Como o Cinema surgiu na sua vida?
O Cinema surgiu na infância. Sempre vi muitos filmes. Até a adolescência, era um programa de pura diversão. No final do ensino médio e início da faculdade é que comecei a frequentar cineclubes, ler sobre Cinema, discutir com amigos. Passei então a pensar o Cinema como meio de expressão e como arte.
Qual a média de filmes assistidos por você semanalmente? Você consegue ir ao cinema apenas como entretenimento, sem pensar em trabalho?
Hoje em dia vou bem menos ao cinema, até por estar morando em Florianópolis, fora do eixo em que os filmes são lançados. Acabo vendo muita coisa em DVD ou baixada da internet. Houve épocas em que eu ia ao cinema todo dia, vendo às vezes mais de um filme por dia. Hoje vejo, no cinema, uns dois ou três por semana. Sim, consigo ir ao cinema apenas por prazer, sem pensar em trabalho, tentando não pensar no que escreveria sobre o filme se tivesse de fazê-lo.
Como é tecnicamente construída uma crítica de Cinema?
Essa é uma pergunta impossível de responder, pois há várias formas de crítica, várias maneiras de abordar um filme. Pode-se partir de uma cena e buscar ver nela o estilo ou a linguagem do diretor, de que maneira ele enfoca determinado tema ou cria determinada atmosfera. E pode-se começar contextualizando o filme em sua época, na história do Cinema, no seu gênero etc. O ideal é que a crítica vá além da mera paráfrase e do mero juízo de valor, que tente descobrir no filme coisas que poderiam passar despercebidas a um olhar mais ingênuo e desavisado.
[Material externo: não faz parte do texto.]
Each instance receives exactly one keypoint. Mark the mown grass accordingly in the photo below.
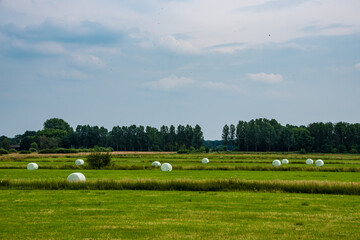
(183, 174)
(349, 188)
(83, 214)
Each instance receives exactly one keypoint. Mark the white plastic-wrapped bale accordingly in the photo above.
(205, 160)
(32, 166)
(166, 167)
(79, 162)
(76, 177)
(285, 161)
(309, 161)
(156, 164)
(276, 163)
(319, 163)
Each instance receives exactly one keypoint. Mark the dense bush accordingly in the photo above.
(99, 160)
(58, 150)
(3, 151)
(32, 150)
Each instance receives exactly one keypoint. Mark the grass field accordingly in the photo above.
(251, 213)
(176, 215)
Para isso, quanto mais conhecimento o crítico tiver da linguagem cinematográfica, da história do Cinema, das outras artes e do contexto histórico abordado no filme, melhor.
Quais os critérios a se considerar para avaliar um filme sem cair no estereótipo de bom ou ruim? São observadas questões técnicas, artísticas e de linguagem?
É sempre bom pensar o filme em várias frentes: em sua relação com a história do Cinema, com outros filmes do mesmo gênero ou do mesmo contexto de produção; em sua relação com o objeto abordado (momento histórico, personagens, ambientes); em seu manuseio da linguagem específica do Cinema (enquadramento, montagem, iluminação, ritmo etc.); em sua relação com o espectador, ou com um espectador ideal; em sua relação com as artes visuais, com a música, com a Literatura. Tudo isso fornece um conjunto de parâmetros que torna menos subjetiva a apreciação de um filme, menos idiossincrática a sua avaliação. Com a ressalva de que a subjetividade, e mesmo um certo grau de idiossincrasia, nunca serão abolidos. Um filme é um organismo vivo, que mexe com múltiplas camadas da sensibilidade do espectador, e o crítico não deixa de ser um espectador. Cada um será sensibilizado de uma maneira diferente pelo filme.
Qual o papel da crítica na mediação entre a obra e o espectador?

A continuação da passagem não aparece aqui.